Reduce Your Stress Levels

Stress is fierce and manipulative. It comes when we’re faced with challenges, obstacles or major deadlines, and high levels of stress have been associated with heart attacks, hypertension, depression and various other disorders. Here are five ways to beat it.

Only Worry About What You Can Control

Focus only on the tasks you’re able to handle. There will always be external forces that influence a project beyond your control, so don’t expect things to always work out perfectly.

Eliminate Coffee

Coffee boosts your adrenaline, but it also bottles up a natural relaxant in your brain known as adenosine. Adrenaline is a stress-triggered hormone that increases your energy for a short period of time. If too much is released over a long period of time, the body becomes overly stressed.

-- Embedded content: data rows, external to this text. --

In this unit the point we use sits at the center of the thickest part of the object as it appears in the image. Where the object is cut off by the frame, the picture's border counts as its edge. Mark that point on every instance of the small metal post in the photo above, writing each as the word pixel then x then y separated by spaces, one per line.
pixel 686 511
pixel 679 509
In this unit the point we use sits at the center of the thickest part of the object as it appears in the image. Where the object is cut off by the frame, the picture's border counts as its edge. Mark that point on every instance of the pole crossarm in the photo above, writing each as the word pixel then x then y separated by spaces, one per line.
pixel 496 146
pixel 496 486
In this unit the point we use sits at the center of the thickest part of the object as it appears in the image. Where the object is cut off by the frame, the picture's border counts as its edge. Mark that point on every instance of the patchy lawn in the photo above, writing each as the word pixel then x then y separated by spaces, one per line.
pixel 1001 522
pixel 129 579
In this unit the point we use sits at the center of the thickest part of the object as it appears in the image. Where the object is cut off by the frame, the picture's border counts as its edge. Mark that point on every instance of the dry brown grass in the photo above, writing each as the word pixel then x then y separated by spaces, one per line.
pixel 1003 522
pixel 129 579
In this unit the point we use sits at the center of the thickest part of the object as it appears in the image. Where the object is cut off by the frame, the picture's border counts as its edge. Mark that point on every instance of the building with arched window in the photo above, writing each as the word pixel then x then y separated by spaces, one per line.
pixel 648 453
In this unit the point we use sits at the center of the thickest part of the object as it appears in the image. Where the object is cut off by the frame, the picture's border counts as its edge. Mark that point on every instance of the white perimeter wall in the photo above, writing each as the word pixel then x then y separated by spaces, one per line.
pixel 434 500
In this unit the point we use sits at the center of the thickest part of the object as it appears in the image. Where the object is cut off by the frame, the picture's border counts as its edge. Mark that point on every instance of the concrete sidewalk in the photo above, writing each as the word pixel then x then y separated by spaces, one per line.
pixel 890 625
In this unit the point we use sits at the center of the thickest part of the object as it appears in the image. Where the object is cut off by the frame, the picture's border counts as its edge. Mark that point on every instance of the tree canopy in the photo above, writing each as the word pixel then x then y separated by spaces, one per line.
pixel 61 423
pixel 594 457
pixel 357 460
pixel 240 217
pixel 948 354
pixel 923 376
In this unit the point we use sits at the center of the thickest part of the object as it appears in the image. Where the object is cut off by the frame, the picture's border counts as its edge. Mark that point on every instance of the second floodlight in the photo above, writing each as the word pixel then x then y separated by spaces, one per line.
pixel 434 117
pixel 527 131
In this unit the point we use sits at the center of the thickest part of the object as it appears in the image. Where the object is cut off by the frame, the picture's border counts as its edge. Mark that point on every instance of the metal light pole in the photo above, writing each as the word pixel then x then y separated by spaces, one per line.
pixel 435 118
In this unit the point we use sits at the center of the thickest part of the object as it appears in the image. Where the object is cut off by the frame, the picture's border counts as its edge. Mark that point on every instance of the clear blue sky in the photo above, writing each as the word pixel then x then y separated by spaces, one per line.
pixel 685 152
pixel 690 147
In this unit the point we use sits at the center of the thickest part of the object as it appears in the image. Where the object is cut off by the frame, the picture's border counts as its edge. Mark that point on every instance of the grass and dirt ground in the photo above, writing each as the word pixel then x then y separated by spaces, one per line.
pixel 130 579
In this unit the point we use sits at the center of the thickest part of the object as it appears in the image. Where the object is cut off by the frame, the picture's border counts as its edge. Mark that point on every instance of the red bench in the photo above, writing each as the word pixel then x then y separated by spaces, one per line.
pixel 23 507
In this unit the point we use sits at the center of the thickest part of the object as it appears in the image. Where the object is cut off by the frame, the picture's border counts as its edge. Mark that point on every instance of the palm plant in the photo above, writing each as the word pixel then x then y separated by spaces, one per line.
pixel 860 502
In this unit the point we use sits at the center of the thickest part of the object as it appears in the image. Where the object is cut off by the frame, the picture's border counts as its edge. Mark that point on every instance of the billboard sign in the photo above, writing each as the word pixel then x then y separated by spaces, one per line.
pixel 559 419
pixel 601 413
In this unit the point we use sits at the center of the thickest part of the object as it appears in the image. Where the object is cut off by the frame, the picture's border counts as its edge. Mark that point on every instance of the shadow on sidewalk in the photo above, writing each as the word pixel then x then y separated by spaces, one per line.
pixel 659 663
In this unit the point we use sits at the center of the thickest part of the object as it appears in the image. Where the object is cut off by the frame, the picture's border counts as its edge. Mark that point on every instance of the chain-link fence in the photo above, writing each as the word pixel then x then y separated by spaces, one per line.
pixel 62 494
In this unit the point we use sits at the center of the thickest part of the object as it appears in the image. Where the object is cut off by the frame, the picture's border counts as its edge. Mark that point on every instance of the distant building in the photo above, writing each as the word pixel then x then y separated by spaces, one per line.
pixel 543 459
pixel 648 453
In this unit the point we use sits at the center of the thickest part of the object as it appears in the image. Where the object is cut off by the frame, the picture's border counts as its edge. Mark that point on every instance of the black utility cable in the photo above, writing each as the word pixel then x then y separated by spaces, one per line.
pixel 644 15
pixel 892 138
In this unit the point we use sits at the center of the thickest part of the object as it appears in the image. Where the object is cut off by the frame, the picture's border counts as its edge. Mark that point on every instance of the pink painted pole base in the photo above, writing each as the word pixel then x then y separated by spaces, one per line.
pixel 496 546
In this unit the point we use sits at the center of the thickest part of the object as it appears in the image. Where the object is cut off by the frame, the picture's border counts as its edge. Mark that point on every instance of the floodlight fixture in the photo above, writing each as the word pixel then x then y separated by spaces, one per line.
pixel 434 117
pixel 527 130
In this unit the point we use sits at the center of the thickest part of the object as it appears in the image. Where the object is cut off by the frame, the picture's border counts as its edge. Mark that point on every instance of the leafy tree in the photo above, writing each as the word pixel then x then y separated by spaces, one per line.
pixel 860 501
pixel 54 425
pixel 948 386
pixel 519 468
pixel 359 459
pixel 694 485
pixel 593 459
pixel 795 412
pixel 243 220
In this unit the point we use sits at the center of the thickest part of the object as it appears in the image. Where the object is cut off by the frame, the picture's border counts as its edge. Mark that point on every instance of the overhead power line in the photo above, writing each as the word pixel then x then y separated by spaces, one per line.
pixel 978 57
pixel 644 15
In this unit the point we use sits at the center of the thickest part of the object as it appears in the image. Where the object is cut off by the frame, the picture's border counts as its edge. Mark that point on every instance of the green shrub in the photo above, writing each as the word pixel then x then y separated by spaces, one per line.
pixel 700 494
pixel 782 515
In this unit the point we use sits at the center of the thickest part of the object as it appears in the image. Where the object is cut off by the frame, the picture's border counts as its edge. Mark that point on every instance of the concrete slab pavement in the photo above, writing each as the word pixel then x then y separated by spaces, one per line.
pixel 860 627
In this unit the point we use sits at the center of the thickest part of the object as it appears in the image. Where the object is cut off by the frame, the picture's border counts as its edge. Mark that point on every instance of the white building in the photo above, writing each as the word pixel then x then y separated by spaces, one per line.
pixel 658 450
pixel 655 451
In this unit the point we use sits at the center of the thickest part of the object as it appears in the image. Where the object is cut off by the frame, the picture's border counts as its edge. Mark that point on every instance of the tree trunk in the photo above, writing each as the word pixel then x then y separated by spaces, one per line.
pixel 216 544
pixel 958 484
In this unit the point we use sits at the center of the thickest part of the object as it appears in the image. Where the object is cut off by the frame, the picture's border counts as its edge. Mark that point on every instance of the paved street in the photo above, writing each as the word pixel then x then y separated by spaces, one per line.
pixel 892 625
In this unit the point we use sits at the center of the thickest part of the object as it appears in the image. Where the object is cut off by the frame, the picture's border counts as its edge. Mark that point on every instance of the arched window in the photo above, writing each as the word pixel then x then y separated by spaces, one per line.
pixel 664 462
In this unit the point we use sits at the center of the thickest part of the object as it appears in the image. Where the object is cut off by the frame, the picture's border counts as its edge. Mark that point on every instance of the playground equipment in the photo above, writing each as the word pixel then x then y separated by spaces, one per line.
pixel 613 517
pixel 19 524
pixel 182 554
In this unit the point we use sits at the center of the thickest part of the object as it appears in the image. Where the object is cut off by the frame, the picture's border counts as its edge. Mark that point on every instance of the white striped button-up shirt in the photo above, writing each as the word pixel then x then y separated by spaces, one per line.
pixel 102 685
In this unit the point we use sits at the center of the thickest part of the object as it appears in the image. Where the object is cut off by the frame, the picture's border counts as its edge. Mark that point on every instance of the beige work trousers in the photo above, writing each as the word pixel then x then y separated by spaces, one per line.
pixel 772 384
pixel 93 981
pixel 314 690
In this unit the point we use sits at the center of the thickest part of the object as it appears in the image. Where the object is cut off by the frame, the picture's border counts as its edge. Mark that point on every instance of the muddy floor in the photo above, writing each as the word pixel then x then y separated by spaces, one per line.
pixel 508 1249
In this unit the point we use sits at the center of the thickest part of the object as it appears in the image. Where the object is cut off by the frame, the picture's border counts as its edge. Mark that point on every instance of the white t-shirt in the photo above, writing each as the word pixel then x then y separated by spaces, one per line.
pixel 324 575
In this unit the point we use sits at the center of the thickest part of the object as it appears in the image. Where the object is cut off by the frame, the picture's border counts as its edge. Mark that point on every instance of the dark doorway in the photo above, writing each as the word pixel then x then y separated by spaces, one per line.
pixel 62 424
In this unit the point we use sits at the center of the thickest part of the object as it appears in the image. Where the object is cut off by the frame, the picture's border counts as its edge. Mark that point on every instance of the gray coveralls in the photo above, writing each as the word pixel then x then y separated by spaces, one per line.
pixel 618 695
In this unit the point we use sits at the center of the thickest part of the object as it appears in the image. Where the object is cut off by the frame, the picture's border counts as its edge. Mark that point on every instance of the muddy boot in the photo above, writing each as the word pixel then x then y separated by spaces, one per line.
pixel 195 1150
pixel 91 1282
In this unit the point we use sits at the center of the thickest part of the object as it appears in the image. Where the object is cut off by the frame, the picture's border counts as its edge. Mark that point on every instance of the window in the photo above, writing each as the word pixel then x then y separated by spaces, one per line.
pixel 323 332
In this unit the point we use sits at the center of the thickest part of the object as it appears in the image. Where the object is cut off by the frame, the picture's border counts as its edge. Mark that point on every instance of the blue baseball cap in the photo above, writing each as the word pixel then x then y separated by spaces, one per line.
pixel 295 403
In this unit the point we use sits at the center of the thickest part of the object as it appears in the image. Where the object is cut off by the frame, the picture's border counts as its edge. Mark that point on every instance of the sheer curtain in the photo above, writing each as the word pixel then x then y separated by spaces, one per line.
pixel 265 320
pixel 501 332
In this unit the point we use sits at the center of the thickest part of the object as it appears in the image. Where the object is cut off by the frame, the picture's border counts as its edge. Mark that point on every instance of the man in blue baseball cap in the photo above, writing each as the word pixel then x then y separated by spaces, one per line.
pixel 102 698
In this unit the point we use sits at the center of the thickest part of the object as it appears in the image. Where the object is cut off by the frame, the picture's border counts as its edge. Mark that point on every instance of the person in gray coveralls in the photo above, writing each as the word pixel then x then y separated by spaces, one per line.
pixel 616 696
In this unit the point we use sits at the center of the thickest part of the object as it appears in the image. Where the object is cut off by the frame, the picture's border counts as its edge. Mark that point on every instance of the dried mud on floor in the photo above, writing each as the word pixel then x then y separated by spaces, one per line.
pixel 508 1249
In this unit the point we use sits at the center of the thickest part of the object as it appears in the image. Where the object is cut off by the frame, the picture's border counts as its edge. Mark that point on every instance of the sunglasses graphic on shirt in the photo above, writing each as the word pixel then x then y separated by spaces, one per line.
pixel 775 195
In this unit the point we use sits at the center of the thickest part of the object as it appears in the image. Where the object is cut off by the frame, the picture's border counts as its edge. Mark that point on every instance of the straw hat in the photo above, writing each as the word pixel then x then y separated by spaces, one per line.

The adenosine, on the other hand, gets released when the adrenaline levels go down, leading to the dreaded “caffeine crash.”

Exercise

Not only does exercise boost your health and confidence, but it also produces endorphins which are “feel-good” neurotransmitters. When these are blocked, so is your ability to properly work through stress. Exercise also provides a natural escape: when you’re focused on a game of tennis or a run, you naturally forget about the tensions in your life and allow your brain to breathe.

Manage Interruptions

Interruptions such as phone calls, emails, texts, walk-in meetings and last-minutes deadlines are inevitable and sometimes overwhelming. Identify which interruptions are routine and plan for them.

Organise Yourself

The more stressed we are, the more disorganised we become. Try to do an end-of-week review on Friday and assess your inbox and work-to-do lists. Also, try to complete the largest task first: you’ll feel much better at having finished the biggest pain point in your day rather than three inconsequential ones. Get help from technology. Remember to delegate tasks to others; for the self-employed there are sites such as Fiverr or TaskRabbit where you can outsource work.

Whatever you are worried about, remember that stress is all in the mind. If you allow your mind the opportunity to believe in these methods, you’ll be on your way to a stress-free work life!

Are you effectively managing your stress levels?